23. Juli 2025 / Aus aller Welt

Hitze lähmt Südosten Europas: Tote in Italien und der Türkei

Arbeitsverbote in Griechenland, Alarmstufe Rot im Süden Italiens, tödlicher Waldbrand in der Türkei: Bis zum Wochenende müssen die Menschen mit Temperaturen von teils weit über 40 Grad zurechtkommen.

Athen: Bereits am Morgen über 30 Grad
Veröffentlicht am 23. Juli 2025 um 21:06 Uhr

Schon morgens um 10 Uhr mehr als 30 Grad auf Sizilien, 36 Grad in der türkischen Metropole Istanbul, 38 Grad auf der griechischen Insel Lesbos: Im Süden und Südosten Europas macht eine tagelange Hitzewelle und die Trockenheit den Menschen das Leben schwer. 

In Griechenland herrschen während der heißen Mittagsstunden vielerorts Arbeitsverbote. In Italien wird von fünf Todesfällen berichtet, die mit der Hitze in Zusammenhang gebracht werden. In der Türkei sterben zehn Menschen, als sich bei einem Waldbrand der Wind dreht und die Flammen Helfer einschließen.

Italien

Der Süden Italiens stöhnt unter großer Hitze. Bis zu 45 Grad werden in den kommenden Tagen erwartet. In den vergangenen Tagen gab es nach Angaben der Behörden allein in der Region Apulien mindestens fünf Todesfälle, die in Zusammenhang mit den hohen Temperaturen stehen könnten. In Palermo, der Hauptstadt der Insel Sizilien gilt die höchste Hitze-Alarmstufe Rot. In mehr als einem Dutzend weiterer Städte gelten ebenfalls Hitzewarnungen. Das bedeutet, dass auf körperliche Anstrengungen im Freien möglichst verzichtet werden soll. Ältere Menschen sollen sich besonders in Acht nehmen. Für die nächsten Tage sagen die Wetterdienste keine Entspannung voraus. 

Türkei

Menschen und Tiere in der Türkei ächzen unter der Hitze. Bereits am Dienstag wurden in 6 der 81 Provinzen des Landes mehr als 40 Grad gemessen. In der Metropole Istanbul waren es schon am Morgen 36 Grad. Die Behörden riefen die Menschen dazu auf, sich tagsüber in Innenräumen aufzuhalten. Tierschützer erinnerten daran, Wasser für die vielen Straßentiere rauszustellen. 

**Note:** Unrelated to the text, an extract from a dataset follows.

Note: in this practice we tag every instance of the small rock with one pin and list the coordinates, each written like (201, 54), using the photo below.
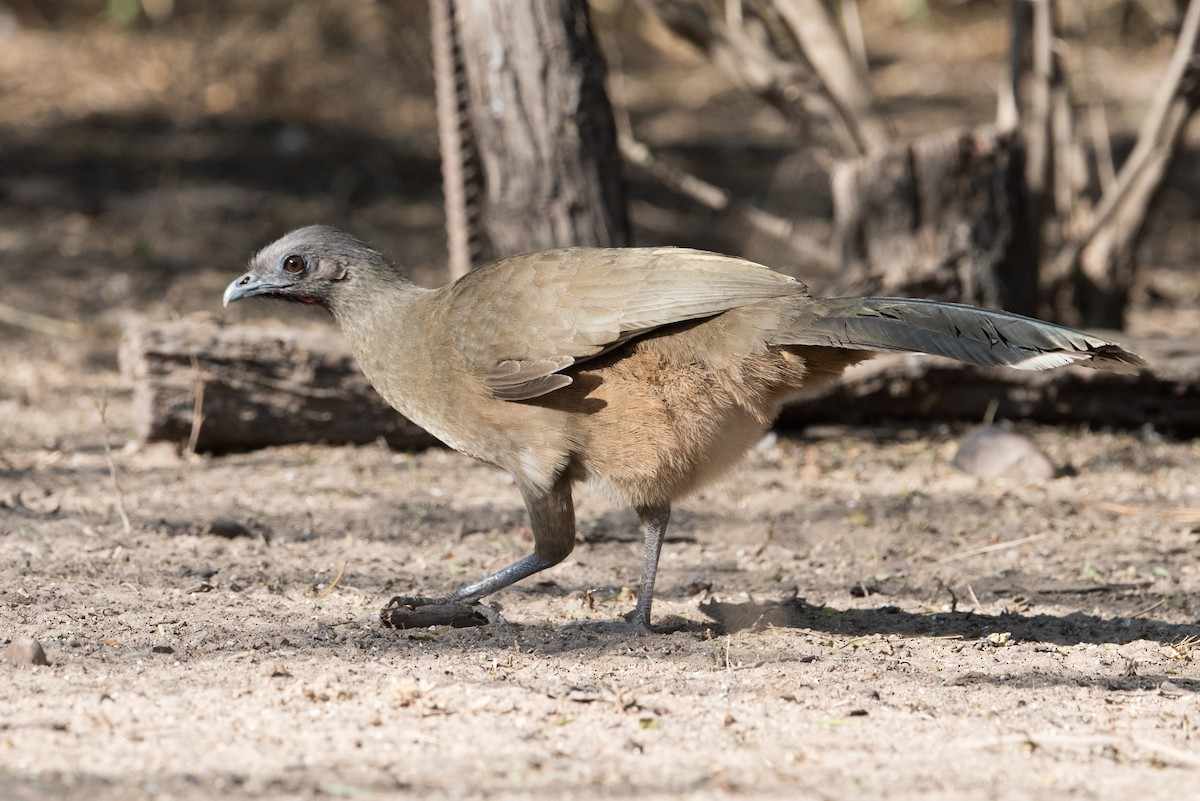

Zu der Hitze kommt die Trockenheit, wodurch sich Waldbrände schneller ausbreiten können. Einsatzkräfte kämpfen besonders im Westen des Landes gegen Brände. Mehrere Dörfer sind bereits evakuiert. 

Bei einem Waldbrand in Eskisehir kommen zehn Menschen ums Leben - fünf davon Waldarbeiter, fünf vom Katastrophenschutz, sagt am Mittwochabend Forstminister Ibrahim Yumakli. Mehrere Menschen werden im Krankenhaus behandelt. Der Wind habe sich plötzlich gedreht, dadurch seien die Helfer von den Flammen eingeschlossen worden. 

Im südtürkischen Marmaris wurden Urlauber derweil am Strand von Wildschweinen überrascht, die offensichtlich Abkühlung suchten. Ein Rudel mit mehreren Frischlingen wandert durch die Sonnenliegen von lachenden Touristen, wie Aufnahmen zeigen. Zielstrebig laufen die Schweine dann aufs Meer zu und suhlen sich im kühlen Nass.

Griechenland

Nicht nur die Akropolis in Athen und andere beliebte Altertümer bleiben über die Mittagsstunden geschlossen. Auch Angestellte von Lieferdiensten, Bauarbeiter und die Beschäftigten in der Landwirtschaft müssen dann die Arbeit einstellen. So will es das griechische Gesetz für Arbeit im Freien, wenn die Temperaturen auf über 40 Grad und örtlich sogar 45 Grad klettern, so wie es heute und in den nächsten Tagen der Fall sein soll. 

Zudem bleiben städtische klimatisierte Räume für jedermann geöffnet - für den Fall, dass man zu Hause keine Klimaanlage hat. Ärzte warnen, dass sich vor allem Ältere und kleine Kinder nicht im Freien aufhalten sollten, dass die Menschen ausreichend Wasser trinken sollen und Alkohol unbedingt zu vermeiden ist.